I’m a RHP in the 2019 class and I have hit 83 off of a mound. Normally I have been sitting 81-83 recently and I’ve started a velocity program. I am 6’3" and 195 pounds. I lift 5 days a week. I had my first ever pulldown this last week and I had to bench on the same day for my school conditioning program. I only pulled down 80.9 and thats slower than what I normally hit off of a mound. I read that it should be 5 miles harder off a crow hop which would put me somewhere over 86 mph. Wondering what the problem was and why I didn’t pull down a higher velocity. (The numbers in the bullpen were using the same type radar gun as the one used for the pulldown.) I appreciate your input and would love any tips on how to increase my pulldown velocity, as this last one was my first one ever.


#2

Athleticism is more of a factor with pull downs since you have a dynamic start. Your issue sounds like it was probably because of improper recovery as well. Compare your footwork with guys who have good pulldown velos and go from there. (Trevor Bauer and Casey Weathers are a good place to start)


#3

I’ve always heard mound velocity should be about 2-3 mph lower than crow hop. Lifting and general fatigue could explain lower speed.


#4

Work on agility, mobility, and dynamic balance drills. This will help you incorporate more of your lifting gains into productive strength. Lots of strong people can’t throw hard–this is why.


#5

My son had the same problem this past week.

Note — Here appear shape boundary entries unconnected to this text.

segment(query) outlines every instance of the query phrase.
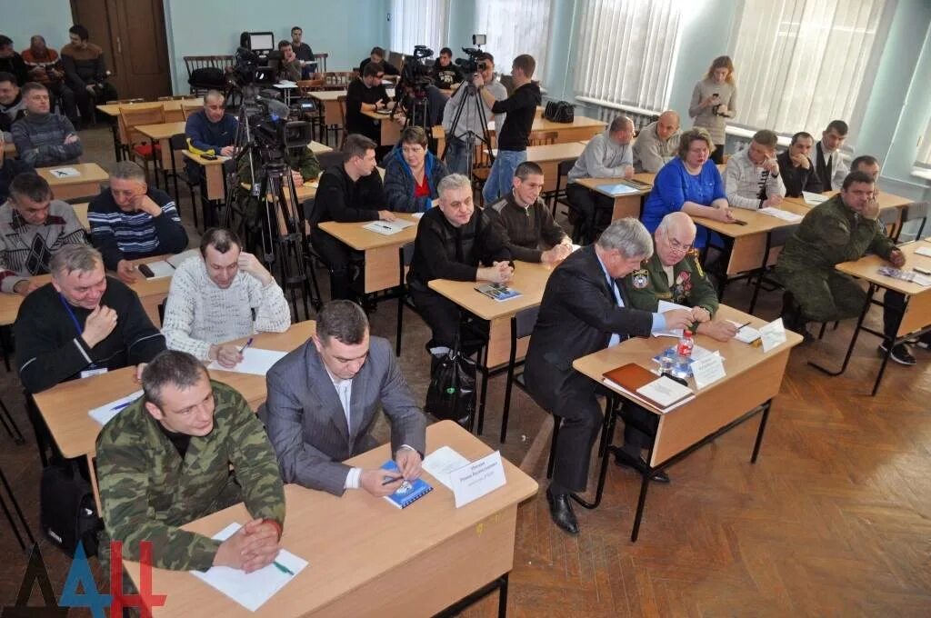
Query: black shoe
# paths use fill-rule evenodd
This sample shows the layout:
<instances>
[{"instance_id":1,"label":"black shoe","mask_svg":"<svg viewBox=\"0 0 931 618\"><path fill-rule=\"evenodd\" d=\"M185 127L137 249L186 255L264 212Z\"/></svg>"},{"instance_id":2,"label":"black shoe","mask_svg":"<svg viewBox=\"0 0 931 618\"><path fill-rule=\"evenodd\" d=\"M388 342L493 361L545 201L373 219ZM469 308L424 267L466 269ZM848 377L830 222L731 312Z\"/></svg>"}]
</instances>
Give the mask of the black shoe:
<instances>
[{"instance_id":1,"label":"black shoe","mask_svg":"<svg viewBox=\"0 0 931 618\"><path fill-rule=\"evenodd\" d=\"M549 504L549 517L563 531L570 534L579 533L579 522L573 513L572 499L568 493L552 493L546 490L546 502Z\"/></svg>"},{"instance_id":2,"label":"black shoe","mask_svg":"<svg viewBox=\"0 0 931 618\"><path fill-rule=\"evenodd\" d=\"M636 459L628 452L623 449L614 449L614 464L623 468L633 468L637 472L645 474L650 466L647 465L646 461L642 457L637 457ZM650 477L650 480L655 481L657 483L668 483L669 477L665 472L654 472Z\"/></svg>"},{"instance_id":3,"label":"black shoe","mask_svg":"<svg viewBox=\"0 0 931 618\"><path fill-rule=\"evenodd\" d=\"M885 342L879 344L880 354L885 354L887 349ZM896 345L893 345L889 357L899 365L911 367L915 364L915 357L911 356L911 353L909 351L909 347L905 343L897 343Z\"/></svg>"}]
</instances>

My guess is simple fatigue…too much throwing and lifting.

My boys hs team just started preseason workouts, as did his travel team. So he added three additional days of training to the velocity classes and lifting he was already doing.

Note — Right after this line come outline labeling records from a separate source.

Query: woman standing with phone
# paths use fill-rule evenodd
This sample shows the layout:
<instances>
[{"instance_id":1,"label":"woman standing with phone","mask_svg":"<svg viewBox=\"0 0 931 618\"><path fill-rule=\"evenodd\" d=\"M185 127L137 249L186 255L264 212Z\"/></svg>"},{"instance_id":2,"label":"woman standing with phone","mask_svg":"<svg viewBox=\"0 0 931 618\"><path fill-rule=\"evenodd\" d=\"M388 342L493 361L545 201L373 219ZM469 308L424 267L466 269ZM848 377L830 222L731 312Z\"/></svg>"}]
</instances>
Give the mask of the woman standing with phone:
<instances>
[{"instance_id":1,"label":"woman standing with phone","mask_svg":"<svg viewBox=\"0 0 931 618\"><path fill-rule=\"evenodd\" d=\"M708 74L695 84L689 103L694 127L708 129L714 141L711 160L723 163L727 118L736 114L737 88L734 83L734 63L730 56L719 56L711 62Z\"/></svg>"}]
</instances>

His pull down came in at the same exact speed as his top mound velocity. Usually there’s a 4-5mph difference. I wouldn’t worry too much about it. It should go back up with more rest and recovery.

Not sure if this is so uncommon.


#6

More like 4-5 mph, if I’m not mistaken.


#7

No, I’ve heard 2-3 mph differential if mechanics are efficient. Crow hop shouldn’t be more than 2-3 mph more than mound velocity.


#8

It’s mechanical. Don’t worry about it, I’ve seen teammates sit 91 and sling 83 with a run up: doesn’t correlate directly to pitching.